4. Maßgeblich für die Entscheidung über eine nachträgliche Zulassung der verspäteten Kündigungsschutzklage sind bei Beratungsfehlern unterschiedlicher, für die Beratung geeignete Institutionen nur diejenigen, die die entscheidende Ursache für die Versäumung der Klagfrist gesetzt haben.

 

Normenkette

KSchG § 5; ZPO § 85 Abs. 2

 

Verfahrensgang

ArbG Bremerhaven (Beschluss vom 16.01.2003; Aktenzeichen 1 Ca 710/02)

 

Tenor

Die Beschwerde der Beklagten gegen den Beschluss des Arbeitsgerichts Bremerhaven vom 16.01.2003 wird zurückgewiesen.

Die Kosten der Beschwerde trägt die Beklagte.

Der Beschwerdewert beträgt 6.000,– EUR.

 

Tatbestand

I.

Der Kläger arbeitete seit dem 01.11.1999 als Distributionsarbeiter bei der Beklagten.

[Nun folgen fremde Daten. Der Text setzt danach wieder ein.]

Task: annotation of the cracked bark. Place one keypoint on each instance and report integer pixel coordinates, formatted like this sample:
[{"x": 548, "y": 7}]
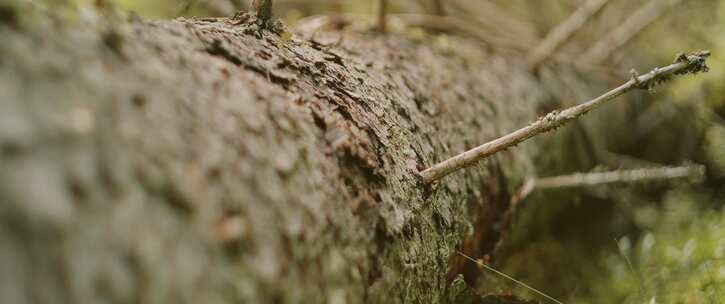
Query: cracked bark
[{"x": 204, "y": 161}]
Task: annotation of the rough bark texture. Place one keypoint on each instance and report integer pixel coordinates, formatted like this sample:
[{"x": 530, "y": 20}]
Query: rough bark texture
[{"x": 206, "y": 161}]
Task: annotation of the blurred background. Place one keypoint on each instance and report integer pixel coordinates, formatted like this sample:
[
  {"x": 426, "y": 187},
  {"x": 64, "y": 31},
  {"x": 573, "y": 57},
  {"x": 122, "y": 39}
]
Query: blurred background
[{"x": 656, "y": 242}]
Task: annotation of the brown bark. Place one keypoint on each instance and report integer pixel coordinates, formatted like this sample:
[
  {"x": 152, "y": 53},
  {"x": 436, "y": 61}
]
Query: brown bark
[{"x": 206, "y": 160}]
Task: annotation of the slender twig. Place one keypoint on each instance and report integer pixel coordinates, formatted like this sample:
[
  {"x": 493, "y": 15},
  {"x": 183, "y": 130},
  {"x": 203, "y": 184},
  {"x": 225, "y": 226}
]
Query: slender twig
[
  {"x": 625, "y": 32},
  {"x": 564, "y": 31},
  {"x": 491, "y": 269},
  {"x": 619, "y": 176},
  {"x": 683, "y": 64},
  {"x": 382, "y": 15},
  {"x": 695, "y": 172}
]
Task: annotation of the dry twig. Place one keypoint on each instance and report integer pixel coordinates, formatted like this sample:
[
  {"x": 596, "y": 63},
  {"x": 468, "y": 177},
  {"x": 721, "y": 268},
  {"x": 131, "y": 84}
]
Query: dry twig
[
  {"x": 629, "y": 29},
  {"x": 610, "y": 177},
  {"x": 564, "y": 31},
  {"x": 683, "y": 64}
]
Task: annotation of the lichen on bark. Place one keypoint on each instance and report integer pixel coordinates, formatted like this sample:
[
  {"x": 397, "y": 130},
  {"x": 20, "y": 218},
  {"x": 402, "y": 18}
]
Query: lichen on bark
[{"x": 200, "y": 160}]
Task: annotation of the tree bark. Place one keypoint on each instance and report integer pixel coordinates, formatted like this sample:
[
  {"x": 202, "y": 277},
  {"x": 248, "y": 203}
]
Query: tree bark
[{"x": 209, "y": 160}]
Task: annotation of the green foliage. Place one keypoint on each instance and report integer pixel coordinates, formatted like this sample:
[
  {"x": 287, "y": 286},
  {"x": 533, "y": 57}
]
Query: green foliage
[{"x": 678, "y": 258}]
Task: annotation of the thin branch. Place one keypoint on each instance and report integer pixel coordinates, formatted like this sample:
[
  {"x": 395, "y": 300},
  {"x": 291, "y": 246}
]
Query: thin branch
[
  {"x": 564, "y": 31},
  {"x": 629, "y": 29},
  {"x": 683, "y": 64},
  {"x": 577, "y": 180},
  {"x": 451, "y": 24},
  {"x": 491, "y": 269},
  {"x": 620, "y": 176}
]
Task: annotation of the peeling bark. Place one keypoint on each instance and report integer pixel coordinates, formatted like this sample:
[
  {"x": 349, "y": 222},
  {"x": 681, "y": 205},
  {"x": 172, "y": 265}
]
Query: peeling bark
[{"x": 206, "y": 160}]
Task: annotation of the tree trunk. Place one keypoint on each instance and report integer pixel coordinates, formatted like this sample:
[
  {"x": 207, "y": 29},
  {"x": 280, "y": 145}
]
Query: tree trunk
[{"x": 209, "y": 161}]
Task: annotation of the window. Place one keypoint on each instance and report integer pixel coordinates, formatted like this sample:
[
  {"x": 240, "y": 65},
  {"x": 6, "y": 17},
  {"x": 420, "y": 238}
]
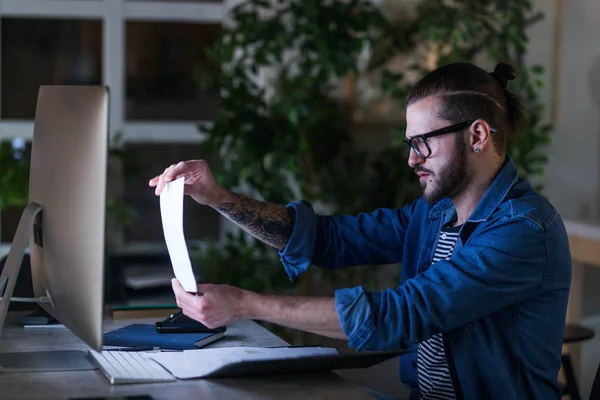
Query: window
[
  {"x": 46, "y": 51},
  {"x": 147, "y": 53},
  {"x": 162, "y": 59}
]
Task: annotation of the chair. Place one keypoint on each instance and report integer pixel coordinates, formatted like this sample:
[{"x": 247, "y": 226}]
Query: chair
[
  {"x": 595, "y": 392},
  {"x": 574, "y": 334}
]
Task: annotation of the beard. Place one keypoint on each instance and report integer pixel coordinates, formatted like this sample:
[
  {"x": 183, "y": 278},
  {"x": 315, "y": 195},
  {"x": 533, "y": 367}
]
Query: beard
[{"x": 452, "y": 178}]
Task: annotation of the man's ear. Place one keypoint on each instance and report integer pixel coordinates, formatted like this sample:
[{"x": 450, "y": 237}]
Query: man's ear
[{"x": 480, "y": 138}]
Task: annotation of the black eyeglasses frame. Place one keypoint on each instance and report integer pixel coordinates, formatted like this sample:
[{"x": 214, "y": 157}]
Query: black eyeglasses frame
[{"x": 412, "y": 144}]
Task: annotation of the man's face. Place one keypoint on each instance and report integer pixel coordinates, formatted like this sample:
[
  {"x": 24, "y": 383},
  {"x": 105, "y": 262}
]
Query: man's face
[{"x": 445, "y": 172}]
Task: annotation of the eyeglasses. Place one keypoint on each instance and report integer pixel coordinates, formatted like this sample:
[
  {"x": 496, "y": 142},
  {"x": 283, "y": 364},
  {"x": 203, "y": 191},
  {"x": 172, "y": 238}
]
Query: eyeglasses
[{"x": 420, "y": 144}]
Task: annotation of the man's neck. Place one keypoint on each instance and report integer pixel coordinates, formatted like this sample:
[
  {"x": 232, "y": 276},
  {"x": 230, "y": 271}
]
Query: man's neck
[{"x": 466, "y": 202}]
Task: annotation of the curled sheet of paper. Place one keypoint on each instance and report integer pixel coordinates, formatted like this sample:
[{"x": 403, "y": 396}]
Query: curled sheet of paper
[{"x": 171, "y": 212}]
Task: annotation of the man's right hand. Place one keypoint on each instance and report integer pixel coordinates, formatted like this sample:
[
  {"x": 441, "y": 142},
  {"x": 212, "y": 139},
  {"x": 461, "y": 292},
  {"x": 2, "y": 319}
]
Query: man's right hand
[{"x": 199, "y": 182}]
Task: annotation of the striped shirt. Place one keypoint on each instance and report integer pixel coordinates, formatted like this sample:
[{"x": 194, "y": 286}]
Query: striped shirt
[{"x": 432, "y": 366}]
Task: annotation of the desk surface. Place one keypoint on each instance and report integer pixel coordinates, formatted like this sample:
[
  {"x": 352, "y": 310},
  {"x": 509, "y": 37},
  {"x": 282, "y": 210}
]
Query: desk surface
[{"x": 64, "y": 385}]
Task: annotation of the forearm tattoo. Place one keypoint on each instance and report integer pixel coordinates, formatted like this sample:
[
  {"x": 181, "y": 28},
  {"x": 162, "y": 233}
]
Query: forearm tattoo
[{"x": 273, "y": 224}]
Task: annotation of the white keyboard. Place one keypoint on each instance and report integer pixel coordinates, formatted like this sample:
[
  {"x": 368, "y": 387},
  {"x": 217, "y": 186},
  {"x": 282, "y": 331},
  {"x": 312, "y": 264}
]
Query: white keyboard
[{"x": 129, "y": 367}]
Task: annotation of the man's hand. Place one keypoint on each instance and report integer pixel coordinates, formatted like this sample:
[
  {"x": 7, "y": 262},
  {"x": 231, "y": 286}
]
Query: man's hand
[
  {"x": 199, "y": 183},
  {"x": 214, "y": 305},
  {"x": 218, "y": 305}
]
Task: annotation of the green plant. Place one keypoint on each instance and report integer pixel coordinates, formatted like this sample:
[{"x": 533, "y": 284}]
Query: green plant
[
  {"x": 14, "y": 175},
  {"x": 288, "y": 138},
  {"x": 285, "y": 139}
]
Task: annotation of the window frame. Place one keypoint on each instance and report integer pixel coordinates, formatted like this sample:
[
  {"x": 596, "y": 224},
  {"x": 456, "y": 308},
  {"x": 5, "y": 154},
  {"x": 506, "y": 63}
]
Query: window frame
[{"x": 114, "y": 14}]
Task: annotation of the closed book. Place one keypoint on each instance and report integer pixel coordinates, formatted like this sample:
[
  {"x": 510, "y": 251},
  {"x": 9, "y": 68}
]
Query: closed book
[{"x": 144, "y": 335}]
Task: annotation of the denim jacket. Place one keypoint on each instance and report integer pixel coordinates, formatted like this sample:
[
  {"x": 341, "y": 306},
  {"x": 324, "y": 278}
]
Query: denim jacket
[{"x": 500, "y": 301}]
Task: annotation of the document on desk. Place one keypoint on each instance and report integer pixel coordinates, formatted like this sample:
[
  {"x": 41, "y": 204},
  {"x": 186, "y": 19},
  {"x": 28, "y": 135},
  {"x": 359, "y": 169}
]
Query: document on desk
[
  {"x": 171, "y": 212},
  {"x": 203, "y": 362}
]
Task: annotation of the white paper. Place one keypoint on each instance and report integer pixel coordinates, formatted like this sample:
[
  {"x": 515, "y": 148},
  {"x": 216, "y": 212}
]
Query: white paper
[
  {"x": 198, "y": 363},
  {"x": 171, "y": 212}
]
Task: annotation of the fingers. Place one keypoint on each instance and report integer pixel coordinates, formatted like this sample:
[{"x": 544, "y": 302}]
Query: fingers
[
  {"x": 168, "y": 175},
  {"x": 173, "y": 172}
]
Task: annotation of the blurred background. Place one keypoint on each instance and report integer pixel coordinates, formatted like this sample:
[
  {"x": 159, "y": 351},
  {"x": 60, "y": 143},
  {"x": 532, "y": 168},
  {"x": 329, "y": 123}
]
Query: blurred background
[{"x": 289, "y": 100}]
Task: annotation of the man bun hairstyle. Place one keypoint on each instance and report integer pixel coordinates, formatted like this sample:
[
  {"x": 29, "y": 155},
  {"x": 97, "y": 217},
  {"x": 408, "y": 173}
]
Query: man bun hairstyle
[{"x": 467, "y": 92}]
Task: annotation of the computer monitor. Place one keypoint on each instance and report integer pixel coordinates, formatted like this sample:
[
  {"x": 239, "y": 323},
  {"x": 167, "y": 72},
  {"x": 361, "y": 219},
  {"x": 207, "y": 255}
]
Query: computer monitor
[{"x": 64, "y": 222}]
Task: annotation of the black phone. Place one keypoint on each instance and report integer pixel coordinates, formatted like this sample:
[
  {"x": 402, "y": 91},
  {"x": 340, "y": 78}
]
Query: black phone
[
  {"x": 180, "y": 323},
  {"x": 116, "y": 397}
]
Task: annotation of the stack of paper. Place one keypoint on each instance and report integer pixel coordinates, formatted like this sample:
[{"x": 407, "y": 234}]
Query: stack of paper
[
  {"x": 199, "y": 363},
  {"x": 171, "y": 211}
]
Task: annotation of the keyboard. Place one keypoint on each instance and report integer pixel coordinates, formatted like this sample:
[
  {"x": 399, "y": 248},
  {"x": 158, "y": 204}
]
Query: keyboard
[{"x": 129, "y": 367}]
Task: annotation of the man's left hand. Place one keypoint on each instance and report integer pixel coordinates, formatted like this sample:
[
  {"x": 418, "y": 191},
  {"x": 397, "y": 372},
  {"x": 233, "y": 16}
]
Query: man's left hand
[{"x": 213, "y": 305}]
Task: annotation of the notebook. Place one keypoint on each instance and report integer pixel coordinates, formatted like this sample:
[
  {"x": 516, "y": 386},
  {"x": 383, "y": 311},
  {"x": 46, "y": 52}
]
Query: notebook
[{"x": 145, "y": 335}]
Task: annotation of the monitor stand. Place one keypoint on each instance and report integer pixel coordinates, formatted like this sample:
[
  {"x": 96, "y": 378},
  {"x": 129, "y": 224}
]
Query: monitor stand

Die Beklagte kündigte mit Schreiben 16.10.2002 das Arbeitsverhältnis zum 30.11.2002. Sie stellte das Kündigungsschreiben durch Übergabe-Einschreiben dem Kläger zu. Dieser fand am 18.10.2002 einen entsprechenden Benachrichtigungszettel in seinem Briefkasten vor, und holte das Kündigungsschreiben am 19.10.2002, einem Samstag, bei der Post ab. Der Kläger wandte sich daraufhin als Gewerkschaftsmitglied an die Gewerkschaft ver.di und erhielt einen Beratungstermin für den 31.10.2002. Zu diesem Besprechungstermin war der zuständige Gewerkschaftssekretär nicht anwesend, woraufhin der Kläger eine Kopie seines Kündigungsschreibens in der Geschäftsstelle der Gewerkschaft zurückließ und dort den Hinweis erhielt, in der darauf folgenden Woche werde ihn der Gewerkschaftssekretär anrufen. Nachdem dieser sich nicht beim Kläger gemeldet hatte, rief der Kläger selbst am 07.11.2002 den Gewerkschaftssekretär an. Dieser verwies den Kläger auf geringe Erfolgsaussichten einer Kündigungsschutzklage. Darüber hinaus wies er den Kläger auf einen Fristablauf für die Erhebung der Kündigungsschutzklage mit dem 08.11.2002 hin. Am 08.11.2002 wandte sich der Kläger an die Beratungsstelle der Arbeitnehmerkammer und erhielt dort die Auskunft, dass eine Kündigungsschutzklage bereits verfristet sei. Er begab sich daraufhin erneut zur Geschäftsstelle der Gewerkschaft, wo er jedoch keinen Einlass erhielt. Am darauf folgenden Montag, den 11.11.2002, wandte sich der Kläger erneut an die Arbeitnehmerkammer und wurde dort von Herrn Rechtsanwalt Barth beraten, der am 03.12.2002 dem Arbeitsgericht Bremerhaven anzeigte, den Kläger im Kündigungsschutzprozess zu vertreten. Auch dieser nahm einen bereits eingetretenen Fristablauf an und erläuterte die Möglichkeit, einen Antrag auf nachträgliche Zulassung der Kündigungsschutzklage zu stellen. Der Kläger hat daraufhin am 13.11.2002 in der Rechtsantragsstelle eine Kündigungsschutzklage mit entsprechendem Antrag gestellt. Dem Antrag war ein handschriftlicher Merkzettel beigefügt, den Rechtsanwalt Barth erstellt hatte. Darauf stand u. a.:

„Kündigungsschutzklage + Antrag auf Wiedereinsetzung in den vorigen Stand [1].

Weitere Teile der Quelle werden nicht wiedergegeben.